Logo

70. Jahrestagung der Deutschen Gesellschaft für Medizinische Informatik, Biometrie und Epidemiologie e.V.

Deutsche Gesellschaft für Medizinische Informatik, Biometrie und Epidemiologie e.V. (GMDS)
07.-11.09.2025
Jena


Meeting Abstract

Introducing Medical Semantic Annotation Guidelines for German Clinical Documentation with SNOMED CT

Justin Hofenbitzer 1
Stefan Schulz 2,3
Martin Boeker 1
Peter Klügl 3
Sarah Riepenhausen 4
Christina Lohr 5
Jacqueline Lammert 1
Andrea Riedel 6,7
Luise Modersohn 1
1Technical University of Munich, TUM School of Medicine and Health, Institute for AI and Informatics in Medicine (AIIM), TUM University Hospital, Munich, Germany
2Medizinische Universität Graz, Graz, Austria
3Averbis GmbH, Freiburg, Germany
4University of Münster, Institute of Medical Informatics, Münster, Germany
5Institute for Medical Informatics, Statistics, and Epidemiology, Leipzig University, Leipzig, Germany
6Erlangen University Hospital, Medical Center for Information and Communication Technology, Erlangen, Germany
7Friedrich-Alexander-Universität Erlangen-Nürnberg, Medical Informatics, Erlangen, Germany

Text

Introduction: The systematic annotation of clinical free-text documents with standardized terminologies, such as SNOMED CT (SCT), is essential for developing interoperable and semantically enriched healthcare resources. Domain-specific natural language corpora with meaningful and expressive annotations are fundamental for computational linguistics and natural language processing (NLP), enabling tasks like training, fine-tuning, and evaluating large language models. However, there is a shortage of clinical corpora [1], and only a few contain semantic annotations [2]. Prominent counterexamples are projects like AIDAVA (https://www.aidava.eu) or JIGSAW (https://research.manchester.ac.uk/en/projects/assembling-the-data-jigsaw-powering-robust-research-on-the-causes), which paved the way towards standardized semantic text annotations using existing clinical ontologies [3]. The German Medical Text Corpus (GeMTeX) project aims to provide the largest shareable German clinical document collection with conceptual annotations from SCT [4], [5], and hereby introduces its detailed and methodologically grounded annotation guidelines.

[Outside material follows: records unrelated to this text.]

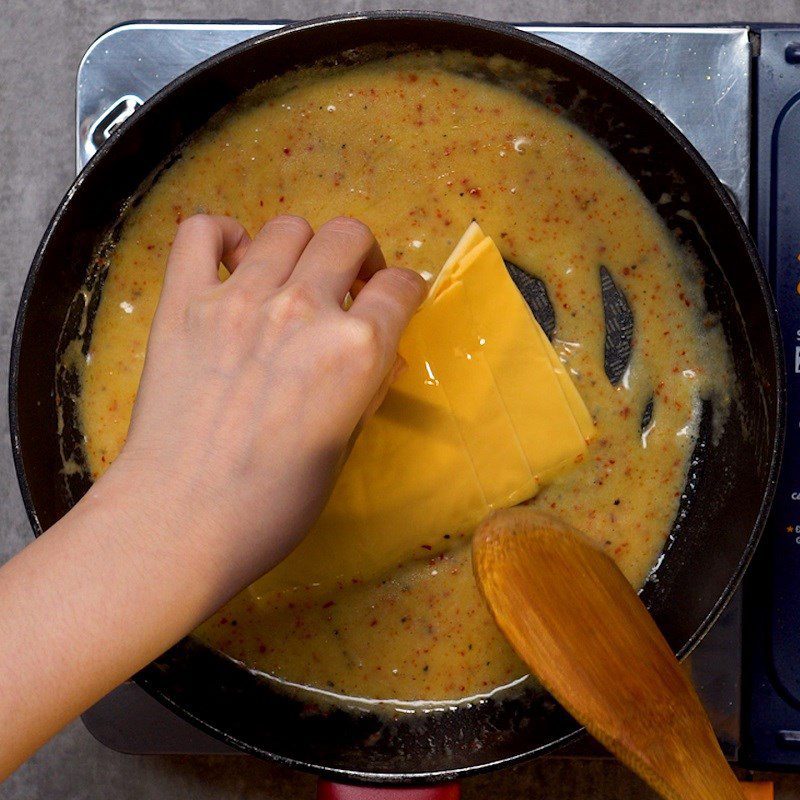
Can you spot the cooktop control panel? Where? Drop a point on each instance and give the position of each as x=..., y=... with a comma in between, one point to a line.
x=771, y=700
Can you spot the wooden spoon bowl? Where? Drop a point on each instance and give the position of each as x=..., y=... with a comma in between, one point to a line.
x=574, y=619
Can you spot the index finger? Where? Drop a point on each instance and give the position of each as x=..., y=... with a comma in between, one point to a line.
x=201, y=244
x=388, y=301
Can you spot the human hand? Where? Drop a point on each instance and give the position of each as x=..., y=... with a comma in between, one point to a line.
x=253, y=387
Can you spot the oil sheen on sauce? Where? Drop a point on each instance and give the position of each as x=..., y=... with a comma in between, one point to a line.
x=417, y=149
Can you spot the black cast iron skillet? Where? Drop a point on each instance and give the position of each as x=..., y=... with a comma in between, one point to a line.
x=732, y=477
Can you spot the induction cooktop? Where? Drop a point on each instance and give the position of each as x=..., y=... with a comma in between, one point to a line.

Methods: The guidelines are informed by experiences and annotation principles from comparable consortia [3]. These experiences emphasize focusing on the semantic core of the texts, specifically by utilizing unary predicates, the SCT concepts, and binary relations between them. The annotations should be as literal and straightforward as possible to prevent the annotators from over-interpreting the text spans.

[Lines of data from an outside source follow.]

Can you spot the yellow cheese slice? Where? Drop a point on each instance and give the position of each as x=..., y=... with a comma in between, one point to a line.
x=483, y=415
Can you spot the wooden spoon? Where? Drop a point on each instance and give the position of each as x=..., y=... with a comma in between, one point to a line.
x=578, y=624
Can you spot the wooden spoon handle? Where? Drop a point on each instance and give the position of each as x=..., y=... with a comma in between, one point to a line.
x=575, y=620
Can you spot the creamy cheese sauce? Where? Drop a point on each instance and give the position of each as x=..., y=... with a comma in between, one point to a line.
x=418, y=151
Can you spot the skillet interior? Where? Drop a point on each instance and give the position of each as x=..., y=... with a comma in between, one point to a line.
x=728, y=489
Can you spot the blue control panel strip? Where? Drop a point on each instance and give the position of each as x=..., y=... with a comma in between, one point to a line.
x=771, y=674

Results: The GeMTeX semantic annotation guidelines define three major concept classes: Core Concepts, Modifier Concepts, and Qualifier Concepts. The Core Concepts are the most relevant concepts for our semantic annotation, as they include Clinical Conditions (e.g., the SCT hierarchies Clinical Finding and Disorder), Procedures, Medications, Substances, and Observables. The Modifier and Qualifier Concepts specify specific annotations if a Core Concept does not sufficiently express the corresponding text span. The Modifier Concepts covered by our guidelines comprise the SCT hierarchies Body Structure, Physical Object, and Organism. The Qualifier Concept is identical to the SCT hierarchy qualifier value and contains, among others, dates, units, or factuality statements. Familial diseases are featured as well.

To build traceable knowledge representations, we introduce relations between annotated concepts. The unlabeled and unidirectional relations follow intuitive and concise rules. For example, relations always point from a cause to its corresponding effect or go from the lower to the upper bound within a value range.

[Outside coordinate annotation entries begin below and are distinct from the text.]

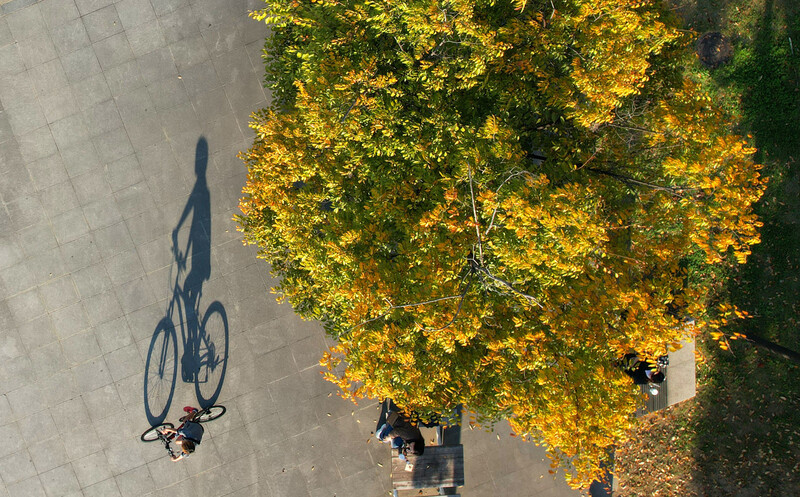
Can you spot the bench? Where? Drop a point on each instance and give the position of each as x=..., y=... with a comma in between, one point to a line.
x=439, y=467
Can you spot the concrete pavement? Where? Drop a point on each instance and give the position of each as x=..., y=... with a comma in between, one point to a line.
x=107, y=110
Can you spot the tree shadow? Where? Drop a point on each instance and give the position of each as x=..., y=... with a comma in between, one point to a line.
x=744, y=425
x=203, y=333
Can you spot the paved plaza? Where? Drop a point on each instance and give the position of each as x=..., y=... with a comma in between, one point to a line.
x=119, y=129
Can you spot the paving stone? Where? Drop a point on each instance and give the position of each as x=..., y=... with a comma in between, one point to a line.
x=102, y=117
x=17, y=467
x=58, y=12
x=124, y=78
x=80, y=64
x=37, y=238
x=37, y=50
x=146, y=38
x=113, y=51
x=37, y=144
x=102, y=308
x=91, y=91
x=58, y=104
x=70, y=37
x=102, y=23
x=26, y=23
x=32, y=487
x=92, y=469
x=58, y=293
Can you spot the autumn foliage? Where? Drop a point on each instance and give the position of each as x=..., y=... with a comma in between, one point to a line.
x=489, y=202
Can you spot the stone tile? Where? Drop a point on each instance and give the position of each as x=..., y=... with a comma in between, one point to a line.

In addition, our guidelines are specifically tailored to the German language. Besides universal linguistic challenges like ambiguity, syntactic coordination, or copula constructions, we provide concise and comprehensible instructions for typical German peculiarities, e.g., separable particle verbs or unique terminology.

Conclusion: The GeMTeX semantic annotation guidelines are informed by large semantic annotation projects for free-text documents in the clinical domain. They specifically address the usage of SCT and underline linguistic and terminological challenges inherent to the German clinical language. Explicit annotation rules and decision-making criteria accompanied by illustrative examples are integral to enhancing consistency between annotators. This initial version of the annotation guidelines is designed to be a methodological resource for researchers in clinical NLP or terminology annotation, supporting reproducibility and transparency. We aim to contribute to further standardization efforts. The GeMTeX annotation guidelines are available under https://doi.org/10.5281/zenodo.15689931.

The authors declare that they have no competing interests.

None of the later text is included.